A3N: Further influencing California prison politics is a recent US Supreme Court ruling that calls for the reduction of California state prisoners by at least 30,000, in response to overcrowding. How significant is this ruling?

IO: This ruling is very significant.  It says even the Supreme Court—which is far from a politically progressive entity—recognizes that the California prison system is scandalous, devastating, and deadly.  It says change needs to happen immediately.

The Supreme Court decision gives us a chance to address the human rights crisis in California prisons, and to change the system itself, hopefully so that we can avoid further crisis.

Acting strongly here also positions us to take steps to address human rights crises happening outside the prisons, in the communities from which these thousands and thousands of prisoners are taken.

A3N: Since the CDCR released their proposal responding to the US Supreme Court ruling (that has been criticized by CURB in an open letter to Gov Brown) has there been any response from the state government?

IO: Unfortunately, but maybe not surprisingly, Gov. Brown and the CDCR’s plan is to rearrange the deck chairs on the Titanic.  They came up with a scheme called realignment where, rather than let people out of cages, reforming parole conditions, and using the tens of millions of dollars that would free up to support these prisoners return to their communities. they have decided to shift these 33-40,000 prisoners to the county level; ie., jails.  Brown and the CDCR are responding to one crisis by creating the conditions for 58 crises.

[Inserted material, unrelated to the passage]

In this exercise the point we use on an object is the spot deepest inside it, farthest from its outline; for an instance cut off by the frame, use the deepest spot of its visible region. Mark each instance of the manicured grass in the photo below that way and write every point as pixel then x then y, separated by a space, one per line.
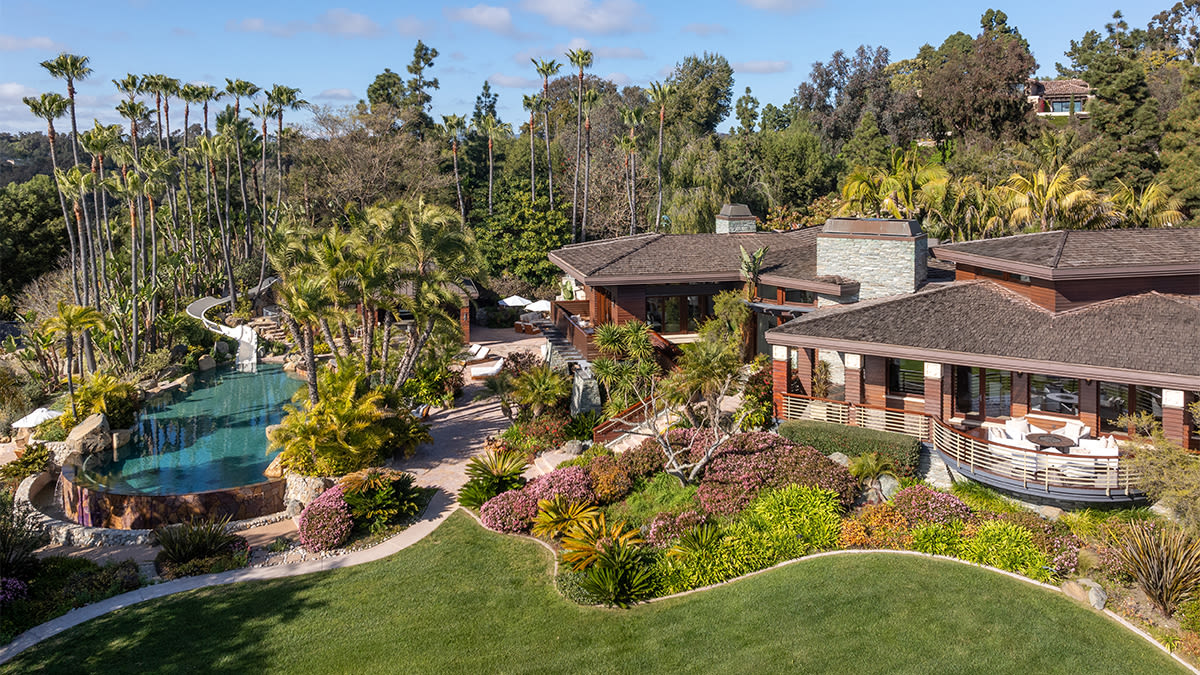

For example, Los Angeles County is 33% of the entire California prison system.  Its jails are already overcrowded and have been the subject of human and civil rights abuse scandals.  Brown and CDCR’s realignment scheme would add at least an extra 11,000 to that system.  Their scheme does nothing to address sentencing guidelines, and there seems to be a not-so-hidden construction scheme bubbling away on the side burner already.  So, they propose more disaster.

What’s hopeful is that, luckily, people all over the state are more imaginative and humane than Brown and Co. and are ready for some serious changes.  A recent poll shows a vast majority of Californians oppose cutting key state services and increasing taxes to pay for more prisons and jails: 80% of Californians favor paroling people who are terminally ill or medically incapacitated, and 60% support reducing life sentences for third strike prisoners.

People are ready for changes, and I’d wager they are ready to think about even greater changes.  If Brown and the CDCR want to shift the burden to the county level, then, with some strong organizing, residents, organization, and coalitions like CURB can meet them on their own turf, and say, “the only solution is to bring our friends, family members, and neighbors all the way home.”  And we can move forward from there.